The contribution that betting exchanges make will at last be settled. Betfair made a voluntary contribution of €1 million per year to Horse Racing Ireland between 2006 and 2008, but that arrangement ceased then because HRI determined that it wasn’t sufficient. It was an expensive cessation. As well as the loss in direct contribution, there were also lucrative sponsorship arrangements that were discontinued, and the facility for bettors to bet with the Irish Tote through Betfair was terminated.
The figure that Betfair contributed between 2006 and 2008 equated to around 10% of the betting exchange’s gross profits on Irish racing. Under the new legislation, they will be required to pay 15% of their gross profits from Irish-based bettors. Betfair seem to be happy enough with the new proposal so, if 15% of their gross profits from Irish bettors amounts to more than 10% of their gross profits on Irish racing, you can be sure that it doesn’t amount to much more.
Several questions remain. First, there is the question of whether or not the tax revenue generated can or will be ring-fenced for the funding of racing. That is at the heart of the legislation, there can be no doubt that that was An Taoiseach’s intention when he made the announcement last May. However, there is many a slip twixt cup and lip. The spirit in which something is intended and the reality that develops can be quite different, especially these days in Leinster House when everything that isn’t stapled to the floor is up for grabs.
There is nothing in the legislation as it stands to determine that the revenue will be used for the funding of racing. It is important that this be addressed, otherwise it is all a largely fruitless exercise from racing’s point of view. The tax revenue could ostensibly disappear into the national coffers, to be used to pay ex-ministers’ pensions, and then racing is back to going cap in hand on an annual basis, at the mercy of the impulses of whatever government we end up with.
Secondly, there is the question of the amount of funding that will be raised. The government estimate that the spreading of the tax net could garner an extra €20 million in revenue.

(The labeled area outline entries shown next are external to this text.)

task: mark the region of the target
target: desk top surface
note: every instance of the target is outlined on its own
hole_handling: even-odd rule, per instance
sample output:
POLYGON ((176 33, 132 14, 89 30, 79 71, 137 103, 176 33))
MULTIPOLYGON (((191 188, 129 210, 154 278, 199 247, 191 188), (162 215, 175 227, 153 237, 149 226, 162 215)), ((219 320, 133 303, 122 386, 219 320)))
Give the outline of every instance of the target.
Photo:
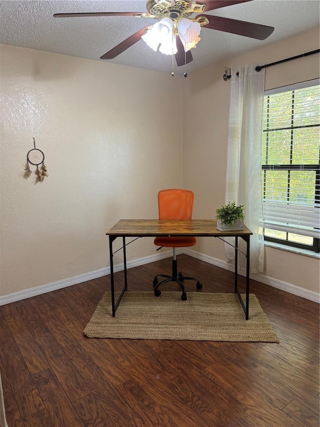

Add that to the €31 million that was generated in betting tax last year, and that leaves €51 million, which is still €6.3 million short of the €57.3 million contribution that will be made by the government to racing this year, and even that figure is 25% down from the €76.3 million that was contributed in the good old days in 2008.
Thirdly, there is the policing issue. How will betting operators based in Gibraltar, with no physical presence in Ireland, be convinced that it is in their interest, that it makes good business sense, to pay a licence fee and a percentage of their turnover from Irish customers? Perhaps most will be voluntarily compliant, but you can be certain that all will not. What sanctions will be used against them if they choose not to comply?
Finally, there is the question of what products will be subject to the tax, sports betting products only or all products offered by the betting operator: poker, bingo, casino games?
That detail will be contained in the Betting Amendment Bill, which should be imminent. We can probably wait another few days.